Since then, at least 117 cities and counties in 27 states – including 39 localities in California – have passed some version of an anti-camping law, according to the National Homelessness Law Center.

“Inside Safe, while flawed, shows that politicians can find solutions to homelessness that do not start with bulldozers or jail,” said Jesse Rabinowitz, the law center’s communications director.

Human Rights Watch said in an August report that Los Angeles police disproportionately targeted the homeless, who were subject to 38% of all arrests and 99% of infractions from 2016 through 2022. Bass said the report covered the years before her time and that police had reduced ticketing.

Others say officials should focus on long-term solutions such as affordable housing. Just 26% of the number of people sheltered in Bass’s first year moved into permanent housing, according to her office. That grew to 32% this year.

Temporary solutions?

Pete White’s Los Angeles Community Action Network provides services to the poor from Skid Row, the downtown district where thousands of people camp on squalid sidewalks, the acrid smell of plastic-fueled cooking fires mixing with the ammonia-like sting of urine.

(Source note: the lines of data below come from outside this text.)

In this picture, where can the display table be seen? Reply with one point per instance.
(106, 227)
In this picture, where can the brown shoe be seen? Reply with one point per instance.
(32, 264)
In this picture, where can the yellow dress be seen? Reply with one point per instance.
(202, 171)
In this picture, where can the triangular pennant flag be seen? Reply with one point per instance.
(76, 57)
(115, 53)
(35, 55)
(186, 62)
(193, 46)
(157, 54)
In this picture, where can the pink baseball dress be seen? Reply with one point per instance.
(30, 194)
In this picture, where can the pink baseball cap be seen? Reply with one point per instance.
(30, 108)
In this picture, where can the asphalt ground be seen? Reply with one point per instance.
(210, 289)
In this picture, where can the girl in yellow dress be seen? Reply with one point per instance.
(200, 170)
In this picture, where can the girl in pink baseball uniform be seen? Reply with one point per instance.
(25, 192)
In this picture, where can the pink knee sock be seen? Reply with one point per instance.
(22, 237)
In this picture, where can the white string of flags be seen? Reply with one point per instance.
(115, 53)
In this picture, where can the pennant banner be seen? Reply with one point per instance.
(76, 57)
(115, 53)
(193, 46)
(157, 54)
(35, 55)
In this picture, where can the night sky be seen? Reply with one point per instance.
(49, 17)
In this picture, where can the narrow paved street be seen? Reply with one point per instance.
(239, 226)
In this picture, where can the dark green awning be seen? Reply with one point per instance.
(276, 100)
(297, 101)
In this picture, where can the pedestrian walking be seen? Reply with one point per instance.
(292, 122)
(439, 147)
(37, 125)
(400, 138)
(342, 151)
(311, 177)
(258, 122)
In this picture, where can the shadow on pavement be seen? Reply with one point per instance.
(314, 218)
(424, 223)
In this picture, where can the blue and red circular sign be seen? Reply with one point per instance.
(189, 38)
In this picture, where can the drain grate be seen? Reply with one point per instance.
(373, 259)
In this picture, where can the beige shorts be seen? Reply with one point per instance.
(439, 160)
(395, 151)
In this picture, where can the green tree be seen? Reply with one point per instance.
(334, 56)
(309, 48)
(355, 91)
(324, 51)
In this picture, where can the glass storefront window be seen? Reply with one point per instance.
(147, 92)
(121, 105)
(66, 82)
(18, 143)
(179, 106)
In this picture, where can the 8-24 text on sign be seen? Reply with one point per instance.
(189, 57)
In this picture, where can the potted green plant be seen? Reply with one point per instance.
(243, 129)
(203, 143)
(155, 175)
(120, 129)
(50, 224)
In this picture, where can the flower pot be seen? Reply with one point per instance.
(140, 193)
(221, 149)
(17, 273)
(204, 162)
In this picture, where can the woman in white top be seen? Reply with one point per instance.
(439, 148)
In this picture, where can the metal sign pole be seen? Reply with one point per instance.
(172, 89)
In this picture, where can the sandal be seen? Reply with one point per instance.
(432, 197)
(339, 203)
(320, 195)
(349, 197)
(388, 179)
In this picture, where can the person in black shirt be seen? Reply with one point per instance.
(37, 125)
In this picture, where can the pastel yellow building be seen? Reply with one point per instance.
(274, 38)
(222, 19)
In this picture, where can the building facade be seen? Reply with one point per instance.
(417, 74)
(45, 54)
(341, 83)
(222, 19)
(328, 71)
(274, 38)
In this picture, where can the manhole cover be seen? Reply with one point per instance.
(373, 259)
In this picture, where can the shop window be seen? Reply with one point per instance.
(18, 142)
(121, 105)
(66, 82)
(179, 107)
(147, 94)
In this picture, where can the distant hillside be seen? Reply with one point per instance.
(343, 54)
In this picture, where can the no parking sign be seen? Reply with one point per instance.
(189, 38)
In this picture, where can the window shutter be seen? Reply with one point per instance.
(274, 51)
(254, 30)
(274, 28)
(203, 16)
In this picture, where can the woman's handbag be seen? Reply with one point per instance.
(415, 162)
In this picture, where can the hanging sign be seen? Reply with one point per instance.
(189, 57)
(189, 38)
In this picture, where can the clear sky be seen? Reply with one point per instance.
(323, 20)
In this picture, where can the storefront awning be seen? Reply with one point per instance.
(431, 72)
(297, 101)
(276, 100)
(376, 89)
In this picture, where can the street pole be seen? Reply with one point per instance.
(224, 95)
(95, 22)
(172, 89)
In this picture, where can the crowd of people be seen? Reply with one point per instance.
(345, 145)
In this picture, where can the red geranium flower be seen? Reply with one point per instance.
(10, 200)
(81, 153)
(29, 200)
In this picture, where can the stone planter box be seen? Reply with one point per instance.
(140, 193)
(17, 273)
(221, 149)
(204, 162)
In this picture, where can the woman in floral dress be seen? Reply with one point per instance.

White praised Bass for taking bold, immediate action, but said, “the problem with temporary solutions, without a permanent plan, is once the money’s gone people are back on the streets.”

Bass describes her approach as holistic.

“One of the things that we’ve tried to demonstrate with Inside Safe is that you can get people off the streets immediately, which obviously helps the individuals, but it also helps the businesses, the schools, the neighborhoods, because it compromises everybody’s quality of life,” Bass said.

In Hollywood, the owners of iconic businesses – including Sunset Sound, the studio where rock legends like the Rolling Stones and Led Zeppelin recorded seminal work, and Amoeba Music, a record store on Hollywood Boulevard – have praised Bass’s initiative.

Another person brought in off the streets was Shameka Foster, 51, who lost her $1,400 a month studio apartment in 2023 after a slowdown in her job as a security guard. She was living on Skid Row for three months until outreach workers placed her in one hotel and then another.

While grateful to have a roof, Foster said the experience left her stressed. She said she was hospitalized for two weeks after eating spoiled food served at one hotel. Foster, who is African American, said one nurse temporarily denied her blood pressure medicine for no apparent reason.

Then she was startled by staff on a wellness check who barged into her room, she said. The mayor’s office quickly referred the matter for investigation upon learning of it, a spokesperson said.

“It was very, very traumatizing. I cried all night,” Foster said. “I was ready to go back outside on the sidewalk.”

But she stayed with the program and two weeks ago moved into permanent supportive housing.